Extension of the COVID-19 insolvency protections – what’s the real problem?

The Australian government has extended the monetary threshold of A$20,000 for the commencement by creditors of bankruptcy and liquidation proceedings and the 6 month periods for compliance, to 31 December 2020.  It has also extended the special COVID-19 ‘safe harbour’ protection for the same period.

This has prompted an outcry of objections to the extensions. Why?

The creditor and related interests objecting to these extensions overstate their own willingness to use insolvency for the public spirited aims they mention – to clean out zombie companies and prevent insolvent trading and accumulation of unpayable debt.

Creditor objections are perhaps more based on the time and monetary restrictions imposed on their use of the collective insolvency processes – bankruptcy notices and winding up demands and court applications – for private debt recovery; and less based on any public-spirited right on their part to put an insolvent debtor into insolvency, so that the public and equal sharing features of insolvency can be activated.

Why are there so many winding up orders?

Given the limited returns to creditors in insolvency, the question might be why there are so many winding up orders, well over 20% of all liquidations – with the petitioning creditor finding itself sharing negligible assets with many others, and then receiving endless communications from the liquidator, and perhaps a preference demand.

One reason might be the pre-virus debt threshold of only $2000, a figure set in 1993, the sentiments of a judge at that time

‘that any claim under $2 000 in this Court is prima facie beneath the dignity of the court’

notwithstanding.  The COVID-19 $20,000 may represent a more suitable threshold.
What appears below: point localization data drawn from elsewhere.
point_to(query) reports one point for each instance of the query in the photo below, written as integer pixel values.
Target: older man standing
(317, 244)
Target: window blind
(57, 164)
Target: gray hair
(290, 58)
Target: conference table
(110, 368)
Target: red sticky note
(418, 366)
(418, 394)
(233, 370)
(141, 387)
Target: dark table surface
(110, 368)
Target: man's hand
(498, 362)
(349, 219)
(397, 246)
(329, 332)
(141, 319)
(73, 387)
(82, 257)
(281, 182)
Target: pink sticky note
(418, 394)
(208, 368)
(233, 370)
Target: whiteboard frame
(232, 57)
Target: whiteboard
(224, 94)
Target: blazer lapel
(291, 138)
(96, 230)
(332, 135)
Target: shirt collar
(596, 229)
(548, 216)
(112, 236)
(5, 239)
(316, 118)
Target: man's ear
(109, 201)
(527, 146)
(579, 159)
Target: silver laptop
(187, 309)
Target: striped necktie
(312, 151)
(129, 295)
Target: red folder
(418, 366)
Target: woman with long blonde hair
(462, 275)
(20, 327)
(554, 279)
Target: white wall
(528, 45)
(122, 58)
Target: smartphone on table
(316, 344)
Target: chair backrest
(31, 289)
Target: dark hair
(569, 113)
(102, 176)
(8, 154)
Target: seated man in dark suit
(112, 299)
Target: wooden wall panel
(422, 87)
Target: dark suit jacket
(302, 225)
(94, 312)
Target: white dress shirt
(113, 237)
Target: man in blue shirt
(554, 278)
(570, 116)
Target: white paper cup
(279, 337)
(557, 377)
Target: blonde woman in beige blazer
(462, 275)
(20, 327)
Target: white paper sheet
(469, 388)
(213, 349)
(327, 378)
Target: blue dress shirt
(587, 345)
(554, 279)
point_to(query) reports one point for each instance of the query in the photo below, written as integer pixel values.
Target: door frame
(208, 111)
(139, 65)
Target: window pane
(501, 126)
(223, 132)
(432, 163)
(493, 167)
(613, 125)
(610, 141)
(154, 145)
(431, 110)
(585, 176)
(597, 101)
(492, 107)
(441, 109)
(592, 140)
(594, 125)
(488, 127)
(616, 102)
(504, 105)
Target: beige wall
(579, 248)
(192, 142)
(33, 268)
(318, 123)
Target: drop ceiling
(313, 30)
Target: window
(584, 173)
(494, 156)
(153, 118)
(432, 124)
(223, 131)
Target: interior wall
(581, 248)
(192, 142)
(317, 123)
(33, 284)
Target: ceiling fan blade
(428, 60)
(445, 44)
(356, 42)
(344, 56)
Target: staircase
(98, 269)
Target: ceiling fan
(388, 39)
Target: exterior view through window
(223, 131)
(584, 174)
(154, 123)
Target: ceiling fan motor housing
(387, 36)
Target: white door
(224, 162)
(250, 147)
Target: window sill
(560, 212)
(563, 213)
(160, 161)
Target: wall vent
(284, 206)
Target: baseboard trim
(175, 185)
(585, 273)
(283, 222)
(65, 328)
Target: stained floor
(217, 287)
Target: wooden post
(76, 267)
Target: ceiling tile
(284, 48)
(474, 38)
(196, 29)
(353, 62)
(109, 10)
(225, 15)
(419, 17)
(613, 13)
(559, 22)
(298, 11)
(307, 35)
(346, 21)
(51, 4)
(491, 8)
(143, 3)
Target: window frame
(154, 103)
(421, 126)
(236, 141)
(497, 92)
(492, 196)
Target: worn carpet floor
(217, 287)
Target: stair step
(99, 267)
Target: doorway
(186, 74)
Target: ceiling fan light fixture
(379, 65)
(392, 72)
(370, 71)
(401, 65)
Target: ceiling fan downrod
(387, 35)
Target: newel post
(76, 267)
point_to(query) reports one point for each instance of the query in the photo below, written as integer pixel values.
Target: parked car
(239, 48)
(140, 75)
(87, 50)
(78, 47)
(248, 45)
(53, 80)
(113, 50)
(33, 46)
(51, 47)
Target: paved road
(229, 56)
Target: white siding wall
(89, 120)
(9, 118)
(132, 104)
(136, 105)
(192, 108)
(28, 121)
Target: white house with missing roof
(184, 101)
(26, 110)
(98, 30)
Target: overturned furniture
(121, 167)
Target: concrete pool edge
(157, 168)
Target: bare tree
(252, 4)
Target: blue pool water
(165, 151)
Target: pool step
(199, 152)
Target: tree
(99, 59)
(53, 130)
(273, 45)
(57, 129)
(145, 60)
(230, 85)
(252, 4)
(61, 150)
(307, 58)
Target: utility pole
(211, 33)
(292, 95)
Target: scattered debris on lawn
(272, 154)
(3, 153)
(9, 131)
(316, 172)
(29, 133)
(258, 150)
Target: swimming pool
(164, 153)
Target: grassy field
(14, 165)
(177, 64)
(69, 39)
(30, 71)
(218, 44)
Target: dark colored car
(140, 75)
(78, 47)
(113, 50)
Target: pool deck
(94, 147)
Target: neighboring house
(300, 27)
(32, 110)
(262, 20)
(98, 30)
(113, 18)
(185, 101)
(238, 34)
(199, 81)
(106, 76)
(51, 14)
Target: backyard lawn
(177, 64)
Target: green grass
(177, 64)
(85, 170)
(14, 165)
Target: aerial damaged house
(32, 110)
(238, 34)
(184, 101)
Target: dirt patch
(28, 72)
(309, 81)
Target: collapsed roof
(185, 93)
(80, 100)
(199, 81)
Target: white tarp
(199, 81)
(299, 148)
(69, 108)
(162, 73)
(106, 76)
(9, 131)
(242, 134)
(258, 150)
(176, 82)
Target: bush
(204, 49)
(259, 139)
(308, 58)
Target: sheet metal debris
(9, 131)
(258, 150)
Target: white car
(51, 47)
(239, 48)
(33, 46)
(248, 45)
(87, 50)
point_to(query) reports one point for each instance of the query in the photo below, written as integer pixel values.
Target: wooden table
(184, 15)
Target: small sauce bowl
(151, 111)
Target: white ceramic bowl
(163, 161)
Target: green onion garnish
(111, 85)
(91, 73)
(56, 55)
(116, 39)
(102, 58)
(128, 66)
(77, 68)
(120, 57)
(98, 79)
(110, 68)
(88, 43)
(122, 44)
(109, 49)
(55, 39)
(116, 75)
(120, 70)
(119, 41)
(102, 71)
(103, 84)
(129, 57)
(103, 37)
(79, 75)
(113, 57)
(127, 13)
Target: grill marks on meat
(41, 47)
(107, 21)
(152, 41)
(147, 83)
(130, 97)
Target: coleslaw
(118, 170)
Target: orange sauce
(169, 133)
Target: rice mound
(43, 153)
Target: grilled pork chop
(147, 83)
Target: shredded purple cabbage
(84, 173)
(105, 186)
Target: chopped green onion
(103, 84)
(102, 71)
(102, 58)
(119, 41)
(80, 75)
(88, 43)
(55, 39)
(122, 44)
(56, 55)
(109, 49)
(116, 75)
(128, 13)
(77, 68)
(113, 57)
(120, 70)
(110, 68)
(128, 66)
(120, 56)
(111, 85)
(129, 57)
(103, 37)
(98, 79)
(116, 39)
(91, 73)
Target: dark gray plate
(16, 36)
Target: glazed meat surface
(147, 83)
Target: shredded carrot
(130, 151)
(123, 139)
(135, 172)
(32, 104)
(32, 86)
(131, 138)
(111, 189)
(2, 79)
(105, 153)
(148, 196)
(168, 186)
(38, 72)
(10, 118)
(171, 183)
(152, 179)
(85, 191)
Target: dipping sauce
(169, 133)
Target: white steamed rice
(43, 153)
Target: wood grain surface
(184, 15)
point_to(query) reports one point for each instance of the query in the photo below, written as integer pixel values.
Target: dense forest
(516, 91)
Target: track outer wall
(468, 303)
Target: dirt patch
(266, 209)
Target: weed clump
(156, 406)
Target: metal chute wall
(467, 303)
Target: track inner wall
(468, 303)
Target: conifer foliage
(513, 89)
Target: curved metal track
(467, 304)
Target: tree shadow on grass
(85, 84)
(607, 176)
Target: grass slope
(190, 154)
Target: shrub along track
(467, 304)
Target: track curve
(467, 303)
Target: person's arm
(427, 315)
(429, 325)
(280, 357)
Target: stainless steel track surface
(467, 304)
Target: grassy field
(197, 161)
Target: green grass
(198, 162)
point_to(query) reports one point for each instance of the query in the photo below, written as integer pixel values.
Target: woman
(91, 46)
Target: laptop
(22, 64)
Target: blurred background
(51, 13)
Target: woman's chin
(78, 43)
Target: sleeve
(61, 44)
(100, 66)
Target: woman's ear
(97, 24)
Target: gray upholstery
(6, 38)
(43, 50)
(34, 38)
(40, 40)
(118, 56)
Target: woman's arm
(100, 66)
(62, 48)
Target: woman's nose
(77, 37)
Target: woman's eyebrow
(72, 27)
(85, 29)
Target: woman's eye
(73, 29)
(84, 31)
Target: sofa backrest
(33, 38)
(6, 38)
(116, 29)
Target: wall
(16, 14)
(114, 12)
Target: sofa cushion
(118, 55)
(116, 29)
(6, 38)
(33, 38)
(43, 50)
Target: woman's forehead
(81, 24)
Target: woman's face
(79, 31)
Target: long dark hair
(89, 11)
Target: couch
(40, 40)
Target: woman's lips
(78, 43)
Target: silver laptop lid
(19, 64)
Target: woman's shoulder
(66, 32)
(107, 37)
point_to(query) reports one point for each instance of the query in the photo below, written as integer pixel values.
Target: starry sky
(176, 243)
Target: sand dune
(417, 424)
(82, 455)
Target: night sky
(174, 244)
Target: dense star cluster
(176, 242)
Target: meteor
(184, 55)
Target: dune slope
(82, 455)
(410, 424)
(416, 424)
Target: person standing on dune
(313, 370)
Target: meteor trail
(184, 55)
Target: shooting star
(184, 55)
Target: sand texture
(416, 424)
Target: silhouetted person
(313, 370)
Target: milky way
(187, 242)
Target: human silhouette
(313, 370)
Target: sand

At the best of times, only 7% of liquidations produce any dividends to creditors and in many the liquidator is unpaid.  The fact that creditors are understandably not willing to fund liquidations in what is a privatised insolvency process, in accord with the government’s 2016 opt-out game plan, is fair enough.  It is one reason for zombies continuing, and another for the large number of companies that simply slide into deregistration by default. The extensions of the insolvency protections will not make much difference here.  In these the worst of times there will be even more companies ‘too poor to go broke’.

The restrictions on creditors using insolvency for debt recovery are real.
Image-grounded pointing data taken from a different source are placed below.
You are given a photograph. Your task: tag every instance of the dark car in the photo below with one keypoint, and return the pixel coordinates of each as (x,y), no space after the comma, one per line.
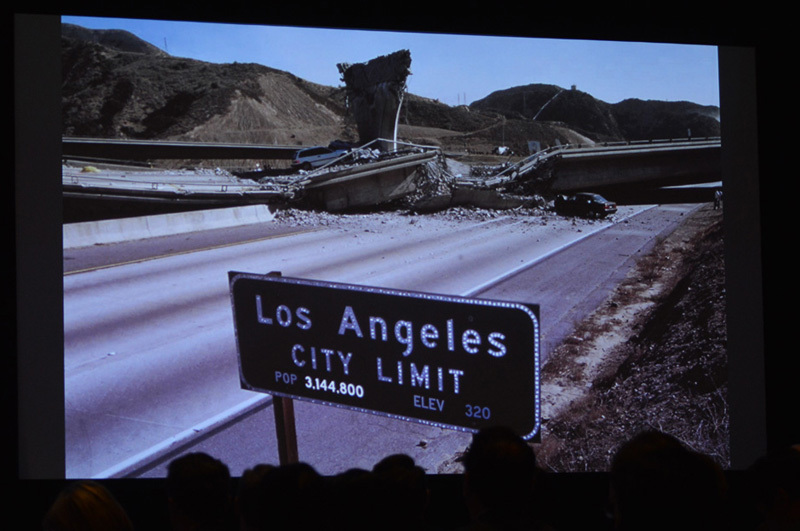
(585,204)
(316,156)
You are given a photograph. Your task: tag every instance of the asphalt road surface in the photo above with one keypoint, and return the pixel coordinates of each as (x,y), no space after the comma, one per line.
(150,354)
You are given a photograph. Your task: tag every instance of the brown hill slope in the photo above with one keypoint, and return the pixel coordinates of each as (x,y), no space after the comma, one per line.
(117,86)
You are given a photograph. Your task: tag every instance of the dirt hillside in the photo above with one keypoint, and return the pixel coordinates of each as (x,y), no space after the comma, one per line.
(118,86)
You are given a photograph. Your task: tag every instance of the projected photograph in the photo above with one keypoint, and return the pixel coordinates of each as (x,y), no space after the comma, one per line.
(332,246)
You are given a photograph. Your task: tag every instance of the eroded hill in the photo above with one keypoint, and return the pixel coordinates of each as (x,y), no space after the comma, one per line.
(117,86)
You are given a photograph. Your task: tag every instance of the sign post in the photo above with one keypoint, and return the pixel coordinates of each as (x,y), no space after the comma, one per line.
(441,360)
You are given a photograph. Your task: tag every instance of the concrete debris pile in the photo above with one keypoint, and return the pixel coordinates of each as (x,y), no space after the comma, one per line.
(433,181)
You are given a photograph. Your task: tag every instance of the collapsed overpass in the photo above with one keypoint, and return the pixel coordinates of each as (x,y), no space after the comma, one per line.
(630,166)
(613,169)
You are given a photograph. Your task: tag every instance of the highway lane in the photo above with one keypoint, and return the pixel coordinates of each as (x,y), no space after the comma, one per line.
(149,348)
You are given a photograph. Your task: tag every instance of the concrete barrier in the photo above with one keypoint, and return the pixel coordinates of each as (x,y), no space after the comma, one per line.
(128,229)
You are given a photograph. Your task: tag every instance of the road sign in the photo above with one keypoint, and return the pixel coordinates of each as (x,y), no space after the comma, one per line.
(442,360)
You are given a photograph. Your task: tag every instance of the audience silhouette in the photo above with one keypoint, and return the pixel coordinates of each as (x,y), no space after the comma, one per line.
(199,493)
(500,482)
(655,483)
(86,506)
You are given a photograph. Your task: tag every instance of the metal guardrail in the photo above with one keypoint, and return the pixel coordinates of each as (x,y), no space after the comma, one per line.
(536,160)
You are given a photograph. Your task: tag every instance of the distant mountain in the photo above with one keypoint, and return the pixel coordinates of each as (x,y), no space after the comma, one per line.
(117,86)
(628,120)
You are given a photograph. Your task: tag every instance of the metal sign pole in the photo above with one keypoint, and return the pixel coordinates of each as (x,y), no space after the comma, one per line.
(285,430)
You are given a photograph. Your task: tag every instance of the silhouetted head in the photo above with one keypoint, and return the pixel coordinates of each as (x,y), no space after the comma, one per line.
(500,469)
(657,483)
(198,488)
(86,506)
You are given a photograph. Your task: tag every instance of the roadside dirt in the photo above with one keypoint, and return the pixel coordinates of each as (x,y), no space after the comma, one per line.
(652,356)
The new restrictions on debt recovery

We know that there are about 10,000 bankruptcy notices issued each year, but only 1,500 sequestration orders, with slightly higher proportions figures for court ordered liquidations and winding up demands.  We don’t know but can assume that much debt was recovered pre-virus by the processes leading up to the steps of the court.  That recovery option is now much limited.
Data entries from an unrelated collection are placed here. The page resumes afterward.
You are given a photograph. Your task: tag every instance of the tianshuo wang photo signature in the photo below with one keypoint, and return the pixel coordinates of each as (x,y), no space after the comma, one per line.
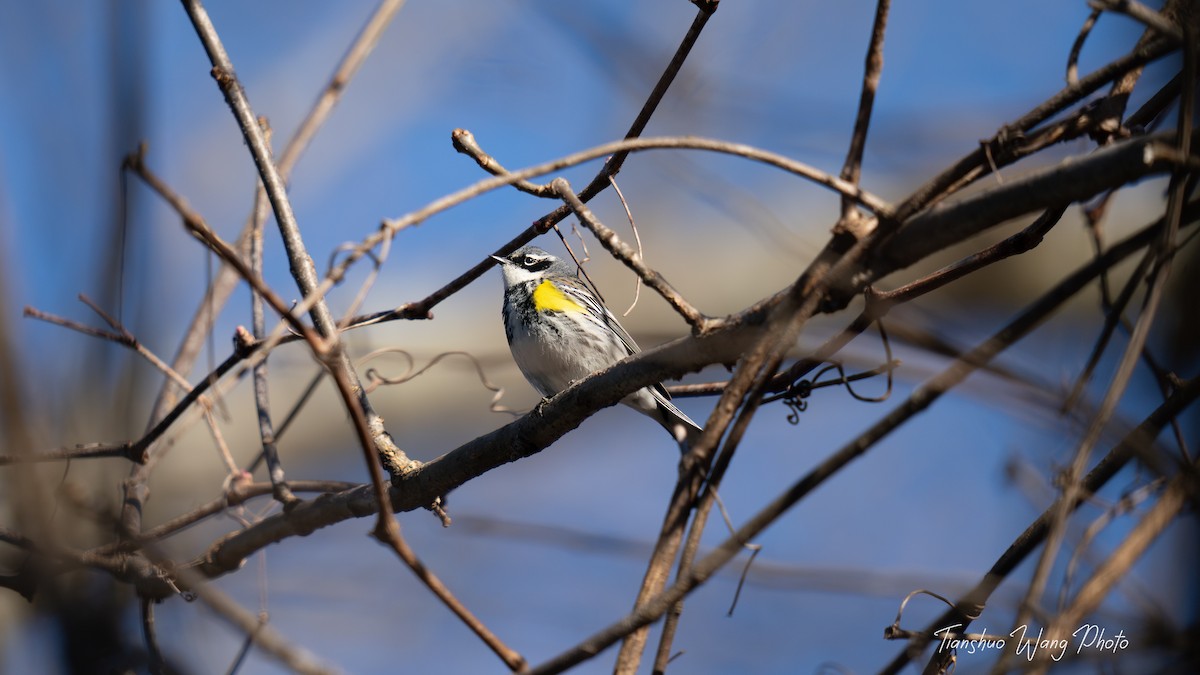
(1087,637)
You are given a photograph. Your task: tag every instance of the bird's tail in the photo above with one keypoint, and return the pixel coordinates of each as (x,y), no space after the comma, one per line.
(684,430)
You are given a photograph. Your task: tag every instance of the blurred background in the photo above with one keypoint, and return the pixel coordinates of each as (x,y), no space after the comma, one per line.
(551,549)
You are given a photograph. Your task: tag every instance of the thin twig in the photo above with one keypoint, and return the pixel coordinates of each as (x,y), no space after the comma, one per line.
(852,168)
(1078,47)
(627,255)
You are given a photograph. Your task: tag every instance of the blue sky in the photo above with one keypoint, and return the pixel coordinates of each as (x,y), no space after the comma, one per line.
(534,81)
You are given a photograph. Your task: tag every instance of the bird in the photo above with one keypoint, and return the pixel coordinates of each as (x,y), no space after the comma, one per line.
(559,332)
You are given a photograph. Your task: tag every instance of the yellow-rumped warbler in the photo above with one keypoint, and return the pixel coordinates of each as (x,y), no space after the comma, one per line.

Some would say that should be made permanent. In bankruptcy, there have been moves to impose a $50,000 debt threshold on creditors’ petitions, with a requirement for creditors to exercise private enforcement rights beforehand.

Insolvent trading?

As to the opposition to the further extension of the insolvent trading (s 588G) protection, much can be said about 588G, but on the other hand very little.  Creditors had no such protection until 1993, and government and industry have since then made no real effort to gather data to allow us to know its effectiveness. Tax and other personal liabilities of directors loom larger.  One academic analysis, comparing Australia with the UK, commented that it is

“remarkable’ that s 588G ‘appears to have been no more effective over its near 50 year history than section 214 [the UK equivalent] has been in its 27 years’”.

An Australian study found only 39 worthwhile court judgments on insolvent trading from 2004 to 2017.

The creditors

As to the creditors, who are invariably also debtors, there is a need for adjustment as does happen when morally hazardous overly protective law is removed.  Business operations had settled into unhealthy arrangements that might now need to be revisited. As to one, removing the ability for businesses to rely on the ATO to finance their operations would have a greater impact than COVID-19, however much the current crisis is acknowledged to be causing significant distress.

Insolvency law has a pervasive and beneficial influence on commercial dealings but it can only ever go so far. There may be good other reasons to object to the extensions of the insolvency protections, but the reasons being offered by certain groups don’t quite ring true.